SALGUEIRO

MUITO ALÉM DO SAMBA

O Salgueiro não existe apenas em função do samba ou do desfile das escolas de samba. Parte da sua missão é contribuir para a evolução sócio-cultural-esportivo de sua comunidade com a realização de projetos que busquem a formação de cidadãos. Para isso, foi criada, em 30 de março de 1996, a Vila Olímpica Felinto Epitácio Maia, que fica ao lado da quadra de ensaios da escola.

Hoje, a Vila Olímpica do Salgueiro, que conta com um campo de futebol, parque aquático, uma pista de atletismo, uma quadra de esportes, vestiários, banheiros, uma lanchonete e salas de aula, abriga diversos projetos de cidadania desenvolvidos para as comunidades do bairro da Tijuca e cercanias como os Morros do Salgueiro, Andaraí, Macacus, Turano, Chacrinha, Caçapava, Borel e Casa Branca.

Na instituição, ao todo, mais de 800 crianças e adolescentes dispõem, gratuitamente, de diversas atividades esportivas e culturais que promovem a formação de cidadãos, incluindo aula de inglês, espanhol, inclusão digital, ballet entre outros.
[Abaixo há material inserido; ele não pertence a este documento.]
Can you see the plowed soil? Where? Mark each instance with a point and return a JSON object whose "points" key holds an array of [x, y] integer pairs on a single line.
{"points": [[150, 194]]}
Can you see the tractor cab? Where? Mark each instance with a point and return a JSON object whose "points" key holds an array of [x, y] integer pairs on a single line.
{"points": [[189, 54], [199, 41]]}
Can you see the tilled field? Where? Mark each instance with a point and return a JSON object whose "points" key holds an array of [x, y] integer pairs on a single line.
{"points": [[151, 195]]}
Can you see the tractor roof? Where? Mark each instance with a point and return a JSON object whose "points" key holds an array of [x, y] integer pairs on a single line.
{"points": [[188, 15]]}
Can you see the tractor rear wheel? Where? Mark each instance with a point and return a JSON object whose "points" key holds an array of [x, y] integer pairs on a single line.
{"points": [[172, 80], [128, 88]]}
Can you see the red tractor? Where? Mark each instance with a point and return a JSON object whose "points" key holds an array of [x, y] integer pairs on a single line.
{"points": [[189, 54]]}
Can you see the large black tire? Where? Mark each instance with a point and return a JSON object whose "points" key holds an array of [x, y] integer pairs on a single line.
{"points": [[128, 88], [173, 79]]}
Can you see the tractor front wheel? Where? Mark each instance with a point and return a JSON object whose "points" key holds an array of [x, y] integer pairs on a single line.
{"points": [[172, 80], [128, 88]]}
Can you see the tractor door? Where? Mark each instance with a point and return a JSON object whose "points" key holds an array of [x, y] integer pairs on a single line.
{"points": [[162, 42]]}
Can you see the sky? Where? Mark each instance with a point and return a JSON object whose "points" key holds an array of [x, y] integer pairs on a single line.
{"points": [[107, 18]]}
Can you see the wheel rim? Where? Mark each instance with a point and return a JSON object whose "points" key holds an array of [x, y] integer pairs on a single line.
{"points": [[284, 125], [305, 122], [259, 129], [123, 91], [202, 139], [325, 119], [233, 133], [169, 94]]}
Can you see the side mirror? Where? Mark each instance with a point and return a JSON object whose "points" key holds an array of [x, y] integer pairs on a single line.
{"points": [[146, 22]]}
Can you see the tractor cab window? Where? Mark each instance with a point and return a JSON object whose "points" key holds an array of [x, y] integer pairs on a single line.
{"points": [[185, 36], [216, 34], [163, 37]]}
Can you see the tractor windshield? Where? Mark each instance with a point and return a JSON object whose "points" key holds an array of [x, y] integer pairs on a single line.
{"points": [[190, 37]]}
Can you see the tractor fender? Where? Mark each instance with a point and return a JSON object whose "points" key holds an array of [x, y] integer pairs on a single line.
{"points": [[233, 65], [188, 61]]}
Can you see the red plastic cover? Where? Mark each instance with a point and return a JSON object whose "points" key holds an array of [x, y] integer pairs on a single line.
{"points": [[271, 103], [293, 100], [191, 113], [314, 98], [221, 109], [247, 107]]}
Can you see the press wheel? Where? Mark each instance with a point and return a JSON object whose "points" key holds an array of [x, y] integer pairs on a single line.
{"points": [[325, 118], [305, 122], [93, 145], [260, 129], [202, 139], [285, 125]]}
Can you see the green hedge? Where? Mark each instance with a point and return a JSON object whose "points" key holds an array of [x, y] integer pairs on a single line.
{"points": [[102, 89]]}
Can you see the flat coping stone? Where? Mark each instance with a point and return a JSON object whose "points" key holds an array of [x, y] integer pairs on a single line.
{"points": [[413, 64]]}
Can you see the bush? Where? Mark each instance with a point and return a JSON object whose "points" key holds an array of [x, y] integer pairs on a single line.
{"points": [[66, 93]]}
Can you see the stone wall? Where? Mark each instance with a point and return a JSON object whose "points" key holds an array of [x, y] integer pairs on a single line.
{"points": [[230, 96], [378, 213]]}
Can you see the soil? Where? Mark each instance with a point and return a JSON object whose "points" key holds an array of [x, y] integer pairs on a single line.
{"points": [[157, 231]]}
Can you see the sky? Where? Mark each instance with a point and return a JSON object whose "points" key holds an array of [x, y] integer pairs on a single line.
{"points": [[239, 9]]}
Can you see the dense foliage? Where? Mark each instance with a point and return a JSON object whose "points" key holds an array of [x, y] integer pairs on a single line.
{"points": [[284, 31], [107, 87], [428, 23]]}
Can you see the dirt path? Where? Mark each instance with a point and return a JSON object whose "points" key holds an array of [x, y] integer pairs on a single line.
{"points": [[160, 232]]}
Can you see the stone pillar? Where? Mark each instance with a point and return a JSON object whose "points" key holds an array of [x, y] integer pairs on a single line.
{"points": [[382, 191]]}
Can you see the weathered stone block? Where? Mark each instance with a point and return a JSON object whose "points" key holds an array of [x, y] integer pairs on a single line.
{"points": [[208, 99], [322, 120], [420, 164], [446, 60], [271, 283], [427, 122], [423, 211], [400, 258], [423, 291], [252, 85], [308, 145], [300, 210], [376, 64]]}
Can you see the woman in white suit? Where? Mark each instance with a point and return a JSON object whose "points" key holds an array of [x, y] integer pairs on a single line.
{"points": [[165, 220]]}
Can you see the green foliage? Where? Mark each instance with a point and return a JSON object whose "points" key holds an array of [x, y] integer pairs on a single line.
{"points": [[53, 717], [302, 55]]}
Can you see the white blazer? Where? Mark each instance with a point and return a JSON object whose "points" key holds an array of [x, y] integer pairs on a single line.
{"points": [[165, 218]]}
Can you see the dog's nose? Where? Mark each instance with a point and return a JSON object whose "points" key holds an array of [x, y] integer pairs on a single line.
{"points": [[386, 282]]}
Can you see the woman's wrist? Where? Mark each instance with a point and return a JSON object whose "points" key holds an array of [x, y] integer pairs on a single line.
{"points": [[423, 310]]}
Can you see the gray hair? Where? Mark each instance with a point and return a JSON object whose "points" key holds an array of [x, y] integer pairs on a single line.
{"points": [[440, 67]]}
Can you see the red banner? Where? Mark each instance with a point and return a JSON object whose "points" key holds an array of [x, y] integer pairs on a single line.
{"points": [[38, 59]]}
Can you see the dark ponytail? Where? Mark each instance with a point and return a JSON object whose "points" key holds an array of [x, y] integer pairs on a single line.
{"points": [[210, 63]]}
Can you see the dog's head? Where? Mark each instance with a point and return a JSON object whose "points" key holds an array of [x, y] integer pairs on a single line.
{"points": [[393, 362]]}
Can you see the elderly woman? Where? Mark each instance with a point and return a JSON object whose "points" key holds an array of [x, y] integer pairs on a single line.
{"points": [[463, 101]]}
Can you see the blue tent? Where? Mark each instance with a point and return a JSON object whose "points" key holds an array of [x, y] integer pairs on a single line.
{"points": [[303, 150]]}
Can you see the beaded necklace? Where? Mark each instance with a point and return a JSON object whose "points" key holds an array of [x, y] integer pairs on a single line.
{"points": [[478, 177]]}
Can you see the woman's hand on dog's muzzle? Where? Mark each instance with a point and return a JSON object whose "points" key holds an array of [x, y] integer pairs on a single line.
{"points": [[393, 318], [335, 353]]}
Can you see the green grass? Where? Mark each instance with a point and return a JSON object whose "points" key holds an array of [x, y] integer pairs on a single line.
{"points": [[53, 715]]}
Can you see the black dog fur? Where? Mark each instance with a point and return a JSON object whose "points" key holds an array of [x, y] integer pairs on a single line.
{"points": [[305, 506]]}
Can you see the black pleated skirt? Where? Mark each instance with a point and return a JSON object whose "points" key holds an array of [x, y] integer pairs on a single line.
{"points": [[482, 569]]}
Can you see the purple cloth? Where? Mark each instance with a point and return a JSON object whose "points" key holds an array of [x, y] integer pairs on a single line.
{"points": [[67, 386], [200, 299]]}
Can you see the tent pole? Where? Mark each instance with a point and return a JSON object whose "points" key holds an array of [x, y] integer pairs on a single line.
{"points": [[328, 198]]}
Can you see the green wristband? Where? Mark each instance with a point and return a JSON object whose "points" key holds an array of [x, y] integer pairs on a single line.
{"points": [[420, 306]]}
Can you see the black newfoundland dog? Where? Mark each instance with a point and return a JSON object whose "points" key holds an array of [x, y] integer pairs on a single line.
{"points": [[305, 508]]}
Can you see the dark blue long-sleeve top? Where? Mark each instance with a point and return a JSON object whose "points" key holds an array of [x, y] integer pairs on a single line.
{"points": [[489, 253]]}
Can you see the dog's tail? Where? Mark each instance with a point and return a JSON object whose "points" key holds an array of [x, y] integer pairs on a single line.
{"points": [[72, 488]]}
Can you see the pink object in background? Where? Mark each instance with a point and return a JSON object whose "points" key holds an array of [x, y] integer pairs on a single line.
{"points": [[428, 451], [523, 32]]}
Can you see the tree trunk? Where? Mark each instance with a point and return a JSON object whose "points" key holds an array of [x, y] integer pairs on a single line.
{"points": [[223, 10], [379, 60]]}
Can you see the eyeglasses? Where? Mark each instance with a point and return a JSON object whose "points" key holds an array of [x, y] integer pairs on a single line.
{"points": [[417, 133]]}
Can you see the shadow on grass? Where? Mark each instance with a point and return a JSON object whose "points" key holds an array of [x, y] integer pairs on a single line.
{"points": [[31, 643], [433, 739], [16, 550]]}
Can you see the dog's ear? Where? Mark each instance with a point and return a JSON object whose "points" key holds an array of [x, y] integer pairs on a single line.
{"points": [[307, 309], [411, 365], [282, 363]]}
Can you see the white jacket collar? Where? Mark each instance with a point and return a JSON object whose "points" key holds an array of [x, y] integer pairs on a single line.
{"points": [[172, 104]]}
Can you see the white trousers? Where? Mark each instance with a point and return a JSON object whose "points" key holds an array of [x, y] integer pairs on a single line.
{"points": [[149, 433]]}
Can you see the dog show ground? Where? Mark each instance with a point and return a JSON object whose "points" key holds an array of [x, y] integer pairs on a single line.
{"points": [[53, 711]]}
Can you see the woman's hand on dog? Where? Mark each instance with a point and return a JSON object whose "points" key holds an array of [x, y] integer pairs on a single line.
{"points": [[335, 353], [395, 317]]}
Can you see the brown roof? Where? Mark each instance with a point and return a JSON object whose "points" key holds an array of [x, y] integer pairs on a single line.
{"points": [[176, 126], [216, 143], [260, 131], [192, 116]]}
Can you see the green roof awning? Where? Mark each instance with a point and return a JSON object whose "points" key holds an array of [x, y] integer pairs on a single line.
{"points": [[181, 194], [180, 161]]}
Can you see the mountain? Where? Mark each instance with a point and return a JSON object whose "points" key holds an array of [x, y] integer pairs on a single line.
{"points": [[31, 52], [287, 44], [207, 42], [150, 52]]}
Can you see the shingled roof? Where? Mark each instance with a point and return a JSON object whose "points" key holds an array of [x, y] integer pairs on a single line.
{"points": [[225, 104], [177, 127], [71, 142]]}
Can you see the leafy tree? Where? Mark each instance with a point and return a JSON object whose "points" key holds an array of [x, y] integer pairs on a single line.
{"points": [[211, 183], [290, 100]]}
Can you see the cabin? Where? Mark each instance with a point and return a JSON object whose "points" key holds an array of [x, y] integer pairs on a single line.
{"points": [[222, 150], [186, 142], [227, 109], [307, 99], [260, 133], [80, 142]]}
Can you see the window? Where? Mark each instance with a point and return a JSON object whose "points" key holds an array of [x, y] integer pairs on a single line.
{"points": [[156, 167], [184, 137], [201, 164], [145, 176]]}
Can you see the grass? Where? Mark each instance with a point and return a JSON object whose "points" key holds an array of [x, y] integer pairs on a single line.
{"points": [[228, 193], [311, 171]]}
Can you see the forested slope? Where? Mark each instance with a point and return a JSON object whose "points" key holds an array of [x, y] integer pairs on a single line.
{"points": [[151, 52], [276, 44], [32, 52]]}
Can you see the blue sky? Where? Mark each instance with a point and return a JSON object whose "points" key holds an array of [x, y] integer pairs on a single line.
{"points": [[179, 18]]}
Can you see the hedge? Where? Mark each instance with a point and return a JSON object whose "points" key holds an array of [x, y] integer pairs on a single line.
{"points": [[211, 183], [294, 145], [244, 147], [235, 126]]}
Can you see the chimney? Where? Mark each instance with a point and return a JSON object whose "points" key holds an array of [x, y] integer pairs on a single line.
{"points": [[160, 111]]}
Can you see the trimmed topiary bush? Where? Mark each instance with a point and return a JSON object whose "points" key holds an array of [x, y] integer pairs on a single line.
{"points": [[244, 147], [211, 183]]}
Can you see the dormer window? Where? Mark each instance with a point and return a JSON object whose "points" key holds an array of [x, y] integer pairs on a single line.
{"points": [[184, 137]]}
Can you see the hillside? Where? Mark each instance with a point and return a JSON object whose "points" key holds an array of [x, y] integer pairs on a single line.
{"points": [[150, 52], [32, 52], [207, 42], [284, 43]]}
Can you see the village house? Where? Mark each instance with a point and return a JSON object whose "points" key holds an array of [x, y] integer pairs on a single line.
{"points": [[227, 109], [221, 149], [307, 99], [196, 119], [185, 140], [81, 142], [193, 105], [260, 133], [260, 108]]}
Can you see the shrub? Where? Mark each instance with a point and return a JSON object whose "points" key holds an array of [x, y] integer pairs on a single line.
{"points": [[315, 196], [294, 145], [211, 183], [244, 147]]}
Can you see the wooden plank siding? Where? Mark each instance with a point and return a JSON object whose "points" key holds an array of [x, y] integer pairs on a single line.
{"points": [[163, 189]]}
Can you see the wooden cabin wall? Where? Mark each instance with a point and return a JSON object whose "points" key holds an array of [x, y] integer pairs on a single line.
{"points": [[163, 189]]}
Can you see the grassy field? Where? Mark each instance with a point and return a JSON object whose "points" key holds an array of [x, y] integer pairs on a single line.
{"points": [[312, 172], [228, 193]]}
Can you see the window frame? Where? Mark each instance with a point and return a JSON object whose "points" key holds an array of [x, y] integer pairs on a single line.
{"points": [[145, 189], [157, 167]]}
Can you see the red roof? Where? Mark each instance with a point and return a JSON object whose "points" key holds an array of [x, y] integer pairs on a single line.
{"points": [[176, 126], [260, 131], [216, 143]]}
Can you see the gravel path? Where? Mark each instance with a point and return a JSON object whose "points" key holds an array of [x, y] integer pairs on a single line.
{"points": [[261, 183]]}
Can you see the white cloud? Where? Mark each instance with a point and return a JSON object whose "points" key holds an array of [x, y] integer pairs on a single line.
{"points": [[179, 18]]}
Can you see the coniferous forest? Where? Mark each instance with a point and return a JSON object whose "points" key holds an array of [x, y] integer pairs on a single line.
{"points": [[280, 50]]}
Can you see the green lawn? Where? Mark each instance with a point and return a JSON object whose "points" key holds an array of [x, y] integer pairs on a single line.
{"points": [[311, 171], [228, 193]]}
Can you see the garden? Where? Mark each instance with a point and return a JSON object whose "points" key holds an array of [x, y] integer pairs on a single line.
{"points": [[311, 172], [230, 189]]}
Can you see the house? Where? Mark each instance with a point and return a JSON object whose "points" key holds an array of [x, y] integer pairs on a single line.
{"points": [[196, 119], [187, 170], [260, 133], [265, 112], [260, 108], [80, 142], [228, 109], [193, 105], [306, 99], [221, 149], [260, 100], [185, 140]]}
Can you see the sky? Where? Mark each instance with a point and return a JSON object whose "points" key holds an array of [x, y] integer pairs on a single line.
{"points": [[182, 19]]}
SALGUEIRO, TRADIÇÃO E FORÇA

O grêmio recreativo escola de samba acadêmicos do salgueiro foi fundando em 5 de março de 1953, após a união de duas escolas de samba do morro do salgueiro: a azul e branco e a Depois eu Digo. Na década de 1970, o salgueiro revelou o jovem artista plástico Joãozinho trinta, aluno do carnavalesco Fernando Pamplona, que entrou para a escola, em 1960, dando inicio a uma grande mudança visual. Foi campeã do Grupo Especial do Carnaval do Rio de Janeiro nos anos de 1960, 1963, 1969, 1971, 1974, 1975, 1993 e 2006.